Do tragicznych wydarzeń doszło chwilę przed i chwilę po godzinie piątej nad ranem. Była 4:45, kiedy kierowany przez Józefa Adamka - ojca znanego pięściarza Tomasza Adamka - autobus wpadł w poślizg i spadł z wysokości 18 m z mostu w Wilczym Jarze blisko brzegu Jeziora Żywieckiego.
Do kolejnego tragicznego w skutkach wypadku, doszło 30 minut później. Kierowany przez Bolesława Zonia drugi autobus również wpadł w poślizg, po czym runął z wysokości 18 m z mostu wprost do Jeziora Żywieckiego i zatonął na głębokości 5 metrów.
Do zdarzenia doszło, pomimo iż kilka osób machało do kierowcy, usiłując ostrzec go przed zagrożeniem. Prawdopodobnie w ciemnościach, nie zauważył usiłujących go ostrzec ludzi. Służby ratunkowe przyjechały na miejsce zdarzenia, po spadnięciu drugiego autobusu.
Na pomoc poszkodowanym ruszyli pasażerowie innych pojazdów, którym udało się wydobyć z rozbitego autobusu 9 żywych osób.

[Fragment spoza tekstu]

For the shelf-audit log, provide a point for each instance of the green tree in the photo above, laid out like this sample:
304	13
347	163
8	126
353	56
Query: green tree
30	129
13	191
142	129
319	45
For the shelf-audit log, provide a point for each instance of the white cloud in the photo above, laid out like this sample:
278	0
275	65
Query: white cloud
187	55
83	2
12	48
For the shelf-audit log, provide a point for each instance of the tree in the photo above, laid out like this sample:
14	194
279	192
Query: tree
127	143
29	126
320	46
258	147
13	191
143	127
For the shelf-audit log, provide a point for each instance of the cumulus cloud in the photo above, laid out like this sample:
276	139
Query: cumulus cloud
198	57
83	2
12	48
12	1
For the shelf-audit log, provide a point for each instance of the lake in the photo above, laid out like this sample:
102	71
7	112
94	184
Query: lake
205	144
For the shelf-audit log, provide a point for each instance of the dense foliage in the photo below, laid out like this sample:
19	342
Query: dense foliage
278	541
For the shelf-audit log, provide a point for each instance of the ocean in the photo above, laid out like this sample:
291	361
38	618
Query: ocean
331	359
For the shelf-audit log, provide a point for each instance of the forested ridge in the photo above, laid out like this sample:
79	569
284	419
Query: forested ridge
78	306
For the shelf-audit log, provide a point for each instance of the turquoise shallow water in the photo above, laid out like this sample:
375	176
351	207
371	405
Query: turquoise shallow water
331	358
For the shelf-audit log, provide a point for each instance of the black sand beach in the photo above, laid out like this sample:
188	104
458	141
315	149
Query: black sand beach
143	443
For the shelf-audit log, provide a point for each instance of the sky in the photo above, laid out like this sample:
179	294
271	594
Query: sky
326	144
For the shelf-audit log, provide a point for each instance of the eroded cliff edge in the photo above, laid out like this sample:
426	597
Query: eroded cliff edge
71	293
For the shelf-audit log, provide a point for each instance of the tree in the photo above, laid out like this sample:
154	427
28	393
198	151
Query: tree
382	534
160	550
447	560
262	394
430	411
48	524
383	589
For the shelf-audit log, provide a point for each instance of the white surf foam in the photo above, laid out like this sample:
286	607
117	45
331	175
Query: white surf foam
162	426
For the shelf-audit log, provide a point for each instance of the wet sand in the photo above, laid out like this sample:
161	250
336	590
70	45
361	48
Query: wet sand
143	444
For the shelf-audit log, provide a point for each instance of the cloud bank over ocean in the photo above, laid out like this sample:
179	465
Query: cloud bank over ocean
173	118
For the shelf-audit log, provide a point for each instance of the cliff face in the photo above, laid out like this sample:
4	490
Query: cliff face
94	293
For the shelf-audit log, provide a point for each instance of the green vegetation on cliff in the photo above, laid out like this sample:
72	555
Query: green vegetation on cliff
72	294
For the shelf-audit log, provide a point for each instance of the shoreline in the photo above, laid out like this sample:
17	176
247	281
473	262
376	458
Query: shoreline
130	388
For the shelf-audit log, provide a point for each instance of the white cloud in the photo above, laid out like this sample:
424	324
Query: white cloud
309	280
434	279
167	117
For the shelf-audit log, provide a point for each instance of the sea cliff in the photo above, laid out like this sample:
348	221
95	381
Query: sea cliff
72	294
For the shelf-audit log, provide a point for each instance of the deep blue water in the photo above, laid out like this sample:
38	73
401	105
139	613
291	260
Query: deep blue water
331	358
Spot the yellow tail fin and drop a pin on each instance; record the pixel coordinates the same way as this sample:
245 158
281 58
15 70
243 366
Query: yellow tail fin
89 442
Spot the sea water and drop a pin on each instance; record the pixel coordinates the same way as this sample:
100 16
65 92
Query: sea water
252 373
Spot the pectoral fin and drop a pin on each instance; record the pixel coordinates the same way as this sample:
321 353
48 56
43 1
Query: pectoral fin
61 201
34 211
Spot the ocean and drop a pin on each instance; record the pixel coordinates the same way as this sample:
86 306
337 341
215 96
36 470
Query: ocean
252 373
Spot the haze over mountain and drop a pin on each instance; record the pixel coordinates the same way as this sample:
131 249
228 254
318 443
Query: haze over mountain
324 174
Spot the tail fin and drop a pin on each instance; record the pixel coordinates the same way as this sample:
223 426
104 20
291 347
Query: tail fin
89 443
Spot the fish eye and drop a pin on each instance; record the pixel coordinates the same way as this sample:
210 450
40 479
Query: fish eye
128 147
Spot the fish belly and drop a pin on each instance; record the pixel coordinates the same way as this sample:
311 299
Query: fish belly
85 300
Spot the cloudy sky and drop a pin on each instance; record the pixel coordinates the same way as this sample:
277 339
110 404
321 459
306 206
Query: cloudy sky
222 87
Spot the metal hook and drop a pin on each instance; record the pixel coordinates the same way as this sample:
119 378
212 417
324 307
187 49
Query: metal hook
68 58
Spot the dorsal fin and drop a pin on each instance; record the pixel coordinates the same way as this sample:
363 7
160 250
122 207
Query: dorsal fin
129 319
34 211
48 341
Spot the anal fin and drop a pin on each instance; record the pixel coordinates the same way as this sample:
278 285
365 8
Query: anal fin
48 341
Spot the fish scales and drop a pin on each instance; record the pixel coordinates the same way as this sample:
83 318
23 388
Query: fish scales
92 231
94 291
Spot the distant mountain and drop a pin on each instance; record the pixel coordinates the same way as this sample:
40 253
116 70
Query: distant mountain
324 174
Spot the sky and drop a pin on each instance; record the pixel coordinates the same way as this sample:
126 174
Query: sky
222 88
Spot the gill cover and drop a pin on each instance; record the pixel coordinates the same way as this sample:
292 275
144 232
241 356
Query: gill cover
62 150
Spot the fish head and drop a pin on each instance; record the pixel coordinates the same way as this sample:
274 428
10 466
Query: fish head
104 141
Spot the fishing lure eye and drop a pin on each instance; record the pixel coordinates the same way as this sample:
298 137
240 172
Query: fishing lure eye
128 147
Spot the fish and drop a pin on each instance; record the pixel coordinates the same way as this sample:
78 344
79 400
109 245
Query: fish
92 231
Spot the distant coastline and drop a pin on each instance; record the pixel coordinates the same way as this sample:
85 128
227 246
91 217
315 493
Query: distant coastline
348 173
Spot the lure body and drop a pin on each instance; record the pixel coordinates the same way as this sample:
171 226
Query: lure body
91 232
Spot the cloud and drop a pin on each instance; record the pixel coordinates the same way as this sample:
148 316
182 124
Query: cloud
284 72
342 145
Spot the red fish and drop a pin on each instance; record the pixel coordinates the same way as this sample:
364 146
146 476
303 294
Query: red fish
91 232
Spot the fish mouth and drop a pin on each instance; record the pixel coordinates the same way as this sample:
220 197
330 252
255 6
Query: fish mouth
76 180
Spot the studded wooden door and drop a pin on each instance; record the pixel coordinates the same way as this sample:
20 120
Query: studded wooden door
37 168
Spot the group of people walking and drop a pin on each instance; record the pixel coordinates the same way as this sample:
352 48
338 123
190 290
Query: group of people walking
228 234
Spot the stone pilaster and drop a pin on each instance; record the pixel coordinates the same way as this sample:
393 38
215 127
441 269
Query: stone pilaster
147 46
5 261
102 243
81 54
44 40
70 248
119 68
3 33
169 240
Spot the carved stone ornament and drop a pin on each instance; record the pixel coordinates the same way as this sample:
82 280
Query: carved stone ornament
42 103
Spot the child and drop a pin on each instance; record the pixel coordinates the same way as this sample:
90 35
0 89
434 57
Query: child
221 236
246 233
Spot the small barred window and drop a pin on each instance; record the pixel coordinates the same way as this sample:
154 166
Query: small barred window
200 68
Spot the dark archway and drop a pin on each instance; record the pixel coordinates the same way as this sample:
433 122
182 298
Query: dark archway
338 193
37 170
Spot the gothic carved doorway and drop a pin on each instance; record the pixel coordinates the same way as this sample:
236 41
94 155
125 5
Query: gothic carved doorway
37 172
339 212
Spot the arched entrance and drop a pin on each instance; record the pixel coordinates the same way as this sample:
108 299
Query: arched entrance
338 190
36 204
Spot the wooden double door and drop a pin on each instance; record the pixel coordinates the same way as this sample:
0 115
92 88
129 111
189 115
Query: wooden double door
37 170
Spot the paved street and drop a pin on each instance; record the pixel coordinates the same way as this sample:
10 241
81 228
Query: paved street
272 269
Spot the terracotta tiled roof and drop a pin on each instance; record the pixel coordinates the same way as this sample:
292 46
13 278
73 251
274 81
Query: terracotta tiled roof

"Przyczyną katastrof drogowych było niezachowanie przez kierowców prędkości bezpiecznej (poniżej 30 km/godz.) w chwili wjazdu na most i właściwej techniki jazdy, […] co miało miejsce w szczególnie niekorzystnych warunkach atmosferycznych. W nocy temperatura spadła do minus 6 st. Celsjusza. Świadkowie mówili, że na drogach w pobliżu zbiorników wodnych „tworzyły się białe osady zamarzniętych kropel rosy” - można przeczytać w oficjalnym komunikacie PAP z tego zdarzenia.
Oficjalnie podane przyczyny do dzisiaj rodzą wiele spekulacji, włączając w to skutek wcześniejszego zderzenia lub próbę ominięcia innego samochodu stojącego wówczas na moście. Brakuje jednak jednoznacznych dowodów na te hipotezy.
Autobusami podróżowali górnicy zmierzający do kopalni KWK „Brzeszcze”, KWK „Mysłowice” oraz lędzińskiej KWK „Ziemowit”. Zginęło 27 górników, wdowa po zmarłym dwa tygodnie wcześniej w wypadku drogowym górniku kopalni „Brzeszcze” oraz dwóch kierowców PKS.